Fokus: In fremden Betten

„Die Halle des Hotels war amerikanischen Hotels nachgebildet, wie man sie in Österreich und Deutschland noch nicht kennt. Sie ist eine Verlängerung der Straße, da geht es nicht elegant zu (…); Menschen laufen hin und her, Koffer werden aufgestapelt, Leute von der Straße stehen herum, denn es ist dort sehr angenehm. Im Sommer kühl und im Winter wird geheizt.“ (Adolf Loos über seinen Entwurf für das Hotel Friedrichstraße in Wien, 1913/1914 [1])


Ein Dauerbrenner unter den Aufgaben für Architekten ist der Hotelumbau.
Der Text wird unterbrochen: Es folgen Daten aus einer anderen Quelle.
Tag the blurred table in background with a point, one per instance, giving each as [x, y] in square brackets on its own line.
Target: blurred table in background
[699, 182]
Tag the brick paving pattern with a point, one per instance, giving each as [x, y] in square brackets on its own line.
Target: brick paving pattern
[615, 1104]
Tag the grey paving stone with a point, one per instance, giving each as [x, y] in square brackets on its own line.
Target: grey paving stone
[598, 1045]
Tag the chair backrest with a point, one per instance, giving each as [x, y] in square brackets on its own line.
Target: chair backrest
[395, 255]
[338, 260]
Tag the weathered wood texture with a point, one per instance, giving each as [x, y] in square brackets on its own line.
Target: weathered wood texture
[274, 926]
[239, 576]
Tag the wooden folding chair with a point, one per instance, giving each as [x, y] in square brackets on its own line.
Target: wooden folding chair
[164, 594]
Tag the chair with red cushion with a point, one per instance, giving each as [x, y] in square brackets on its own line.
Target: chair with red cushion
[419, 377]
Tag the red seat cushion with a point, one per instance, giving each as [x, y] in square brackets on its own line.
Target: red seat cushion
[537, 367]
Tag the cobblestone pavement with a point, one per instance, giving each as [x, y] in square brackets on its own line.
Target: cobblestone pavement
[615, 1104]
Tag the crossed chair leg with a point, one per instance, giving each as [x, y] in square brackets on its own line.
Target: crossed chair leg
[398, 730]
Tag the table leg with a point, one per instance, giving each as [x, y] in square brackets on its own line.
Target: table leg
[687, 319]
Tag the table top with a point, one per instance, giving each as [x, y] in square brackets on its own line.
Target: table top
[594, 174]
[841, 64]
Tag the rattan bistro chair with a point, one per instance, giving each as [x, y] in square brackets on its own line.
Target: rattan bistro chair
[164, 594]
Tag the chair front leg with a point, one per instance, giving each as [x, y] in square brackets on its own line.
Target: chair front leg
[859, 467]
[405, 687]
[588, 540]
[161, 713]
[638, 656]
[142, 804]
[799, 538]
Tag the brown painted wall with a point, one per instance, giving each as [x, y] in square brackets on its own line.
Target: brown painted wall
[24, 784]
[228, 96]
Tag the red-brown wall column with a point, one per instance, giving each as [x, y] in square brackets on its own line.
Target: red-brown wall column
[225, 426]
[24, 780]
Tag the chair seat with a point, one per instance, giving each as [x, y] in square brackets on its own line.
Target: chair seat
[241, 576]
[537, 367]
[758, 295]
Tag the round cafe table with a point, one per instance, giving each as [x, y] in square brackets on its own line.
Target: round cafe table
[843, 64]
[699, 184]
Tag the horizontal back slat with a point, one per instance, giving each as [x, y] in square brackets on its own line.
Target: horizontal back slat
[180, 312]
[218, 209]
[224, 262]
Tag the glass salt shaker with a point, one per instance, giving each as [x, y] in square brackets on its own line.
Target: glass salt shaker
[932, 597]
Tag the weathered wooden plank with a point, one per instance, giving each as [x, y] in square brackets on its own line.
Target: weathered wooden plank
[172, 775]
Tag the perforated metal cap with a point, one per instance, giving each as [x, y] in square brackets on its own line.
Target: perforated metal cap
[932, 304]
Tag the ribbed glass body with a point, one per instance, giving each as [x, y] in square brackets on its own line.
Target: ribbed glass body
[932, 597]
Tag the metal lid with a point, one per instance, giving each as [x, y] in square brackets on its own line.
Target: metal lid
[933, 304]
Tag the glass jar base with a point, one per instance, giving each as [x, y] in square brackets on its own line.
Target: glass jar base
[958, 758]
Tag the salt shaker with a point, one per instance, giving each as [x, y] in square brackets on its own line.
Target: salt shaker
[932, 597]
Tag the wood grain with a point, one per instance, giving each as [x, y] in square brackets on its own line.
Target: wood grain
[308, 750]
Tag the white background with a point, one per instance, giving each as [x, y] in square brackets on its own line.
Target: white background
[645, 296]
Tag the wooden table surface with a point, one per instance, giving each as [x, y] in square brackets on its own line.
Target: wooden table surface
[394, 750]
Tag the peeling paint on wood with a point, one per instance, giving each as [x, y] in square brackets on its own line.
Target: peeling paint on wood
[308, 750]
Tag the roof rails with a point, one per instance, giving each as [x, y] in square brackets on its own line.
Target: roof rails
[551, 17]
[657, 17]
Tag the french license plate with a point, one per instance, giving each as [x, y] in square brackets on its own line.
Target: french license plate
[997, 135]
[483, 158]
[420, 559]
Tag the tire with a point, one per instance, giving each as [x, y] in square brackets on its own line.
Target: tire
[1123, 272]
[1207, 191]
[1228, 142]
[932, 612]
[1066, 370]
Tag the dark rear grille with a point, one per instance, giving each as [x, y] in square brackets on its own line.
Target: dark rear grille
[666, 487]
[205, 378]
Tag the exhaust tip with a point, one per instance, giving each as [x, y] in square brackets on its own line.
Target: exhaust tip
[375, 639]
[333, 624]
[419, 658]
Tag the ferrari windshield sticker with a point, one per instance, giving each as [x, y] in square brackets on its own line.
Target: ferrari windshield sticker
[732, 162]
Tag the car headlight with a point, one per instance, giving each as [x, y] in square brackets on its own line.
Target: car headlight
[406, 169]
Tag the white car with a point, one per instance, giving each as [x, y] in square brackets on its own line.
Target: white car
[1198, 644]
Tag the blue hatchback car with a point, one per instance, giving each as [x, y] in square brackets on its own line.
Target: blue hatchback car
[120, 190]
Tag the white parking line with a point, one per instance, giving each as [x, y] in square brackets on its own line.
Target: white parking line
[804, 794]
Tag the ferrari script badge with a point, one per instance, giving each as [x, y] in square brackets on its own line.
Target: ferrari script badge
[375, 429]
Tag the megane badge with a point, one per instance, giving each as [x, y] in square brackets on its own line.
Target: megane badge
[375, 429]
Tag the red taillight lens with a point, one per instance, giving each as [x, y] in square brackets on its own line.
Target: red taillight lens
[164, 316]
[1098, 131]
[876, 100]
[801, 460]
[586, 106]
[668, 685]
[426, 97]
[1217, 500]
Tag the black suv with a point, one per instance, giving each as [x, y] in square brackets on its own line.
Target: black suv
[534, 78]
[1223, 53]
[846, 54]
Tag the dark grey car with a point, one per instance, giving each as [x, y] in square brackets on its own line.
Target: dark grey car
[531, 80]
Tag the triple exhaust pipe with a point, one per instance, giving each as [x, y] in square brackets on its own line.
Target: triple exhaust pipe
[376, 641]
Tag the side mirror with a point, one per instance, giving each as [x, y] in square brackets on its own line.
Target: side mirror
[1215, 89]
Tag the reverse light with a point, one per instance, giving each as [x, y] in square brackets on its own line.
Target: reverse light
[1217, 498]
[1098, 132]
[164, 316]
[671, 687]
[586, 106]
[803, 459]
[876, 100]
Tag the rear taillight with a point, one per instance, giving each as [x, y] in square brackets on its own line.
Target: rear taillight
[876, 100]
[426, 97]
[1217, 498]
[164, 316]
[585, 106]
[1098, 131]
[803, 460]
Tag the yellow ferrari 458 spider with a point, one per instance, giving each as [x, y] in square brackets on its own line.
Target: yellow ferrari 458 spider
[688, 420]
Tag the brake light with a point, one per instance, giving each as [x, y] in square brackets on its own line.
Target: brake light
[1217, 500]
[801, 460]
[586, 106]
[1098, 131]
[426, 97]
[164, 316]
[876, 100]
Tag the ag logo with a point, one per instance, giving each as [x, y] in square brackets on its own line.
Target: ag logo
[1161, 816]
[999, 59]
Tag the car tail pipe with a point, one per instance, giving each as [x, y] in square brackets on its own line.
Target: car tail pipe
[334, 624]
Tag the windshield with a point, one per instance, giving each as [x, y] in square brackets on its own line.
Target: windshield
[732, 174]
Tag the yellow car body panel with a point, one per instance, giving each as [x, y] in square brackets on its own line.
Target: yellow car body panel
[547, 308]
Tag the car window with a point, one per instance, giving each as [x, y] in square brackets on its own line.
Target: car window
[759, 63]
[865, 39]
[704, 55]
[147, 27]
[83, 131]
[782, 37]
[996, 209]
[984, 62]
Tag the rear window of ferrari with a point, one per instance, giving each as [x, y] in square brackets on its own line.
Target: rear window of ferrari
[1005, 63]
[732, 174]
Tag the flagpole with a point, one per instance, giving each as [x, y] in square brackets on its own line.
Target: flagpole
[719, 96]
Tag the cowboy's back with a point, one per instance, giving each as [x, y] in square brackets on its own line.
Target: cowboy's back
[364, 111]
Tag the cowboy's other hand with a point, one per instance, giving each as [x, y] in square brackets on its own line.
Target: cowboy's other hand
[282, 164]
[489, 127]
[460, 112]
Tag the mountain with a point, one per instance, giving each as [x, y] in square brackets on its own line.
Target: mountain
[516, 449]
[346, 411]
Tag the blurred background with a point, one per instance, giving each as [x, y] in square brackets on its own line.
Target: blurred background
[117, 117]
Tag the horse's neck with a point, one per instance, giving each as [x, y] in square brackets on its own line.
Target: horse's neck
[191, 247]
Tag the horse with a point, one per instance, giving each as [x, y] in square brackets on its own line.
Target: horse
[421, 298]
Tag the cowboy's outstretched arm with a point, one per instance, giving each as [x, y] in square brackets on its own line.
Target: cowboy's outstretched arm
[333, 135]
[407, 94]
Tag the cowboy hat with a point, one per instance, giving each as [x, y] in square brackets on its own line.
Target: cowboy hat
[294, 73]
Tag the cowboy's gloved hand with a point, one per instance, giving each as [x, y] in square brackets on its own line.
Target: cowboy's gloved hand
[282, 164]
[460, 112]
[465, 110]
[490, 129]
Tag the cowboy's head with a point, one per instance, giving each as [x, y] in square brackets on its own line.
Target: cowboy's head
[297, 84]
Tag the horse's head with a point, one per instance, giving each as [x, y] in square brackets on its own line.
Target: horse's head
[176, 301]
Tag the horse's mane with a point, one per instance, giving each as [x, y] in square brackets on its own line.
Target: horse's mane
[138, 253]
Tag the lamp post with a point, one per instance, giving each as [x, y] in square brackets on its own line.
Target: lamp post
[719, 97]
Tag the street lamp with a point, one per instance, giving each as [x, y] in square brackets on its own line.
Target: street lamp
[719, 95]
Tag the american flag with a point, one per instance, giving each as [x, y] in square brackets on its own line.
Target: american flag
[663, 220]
Welche Strategien verfolgen die Betreiber, welche Parameter entscheiden über den Erfolg und welchen Beitrag leistet die Hotelbranche zur Baukultur?

Was haben Hotels mit Autos gemeinsam? Diese Frage stellt sich einem Architekten zunächst sicher nicht, wenn er ein Hotel modernisieren oder ein altes Bauwerk in ein Hotel verwandeln soll. Und doch kann er sich von der Autoindustrie einiges abschauen. Denn die Hotelbranche steht seit Jahren vor dem gleichen Problem wie die Fahrzeughersteller: Die Produkte sehen sich zum Verwechseln ähnlich, über die Ausstattung lässt sich kaum noch ein Unterschied zur Konkurrenz herstellen. Eine strenge Kategorisierung tut ihr übriges. Bei Autos ist es eine Einteilung in Unter-, Mittel- und Oberklasse, die dem Kunden eine recht präzise Vorstellung davon gibt, ob er Beifahrerairbag, Klimaanlage oder Navigationssystem erwarten kann; bei Hotels weiß der Gast eines Ein-, Zwei- oder Drei-Sterne-Hauses schon vor der Anreise, ob er mit Minibar, Massagedusche oder Swimming Pool rechnen darf. In beiden Branchen haben sich bestimmte Standards durchgesetzt. Der Betreiber eines Hotel muss diese haargenau definierten Standards erfüllen, um mit seinem Haus nicht eine Klasse nach unten zu rutschen. Großer Spielraum, um sich von Mitbewerbern abzuheben, bleibt ihm ebenso wenig wie dem Fahrzeughersteller.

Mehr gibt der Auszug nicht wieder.